In general-sum stochastic games, a stationary Stackelberg equilibrium (SSE) does not always exist, in which the leader maximizes leader's return for all the initial states when the follower takes the best response against the leader's policy. Existing methods of determining the SSEs require strong assumptions to guarantee the convergence and the coincidence of the limit with the SSE. Moreover, our analysis suggests that the performance at the fixed points of these methods is not reasonable when they are not SSEs. Herein, we introduced the concept of Pareto-optimality as a reasonable alternative to SSEs.

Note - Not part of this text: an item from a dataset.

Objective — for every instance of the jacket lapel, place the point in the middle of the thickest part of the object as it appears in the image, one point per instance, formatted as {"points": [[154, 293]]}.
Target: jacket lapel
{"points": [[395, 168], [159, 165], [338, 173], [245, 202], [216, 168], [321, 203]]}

We derive the policy improvement theorem for stochastic games with the best-response follower and propose an iterative algorithm to determine the Pareto-optimal policies based on it. Monotone improvement and convergence of the proposed approach are proved, and its convergence to SSEs is proved in a special case.

翻译：在一般和随机博弈中，平稳Stackelberg均衡（SSE）并非总是存在，该均衡要求当追随者针对领导者策略采取最优响应时，领导者对所有初始状态的收益实现最大化。现有确定SSE的方法需要强假设才能保证收敛性及其极限与SSE的一致性。此外，我们的分析表明，当这些方法得到的固定点并非SSE时，其性能表现并不合理。为此，我们引入帕累托最优性概念作为SSE的合理替代方案。针对具有最优响应追随者的随机博弈，推导了策略改进定理，并基于该定理提出了一种迭代算法以确定帕累托最优策略。证明了所提方法具有单调改进性和收敛性，并在特殊情况下证明了其收敛到SSE。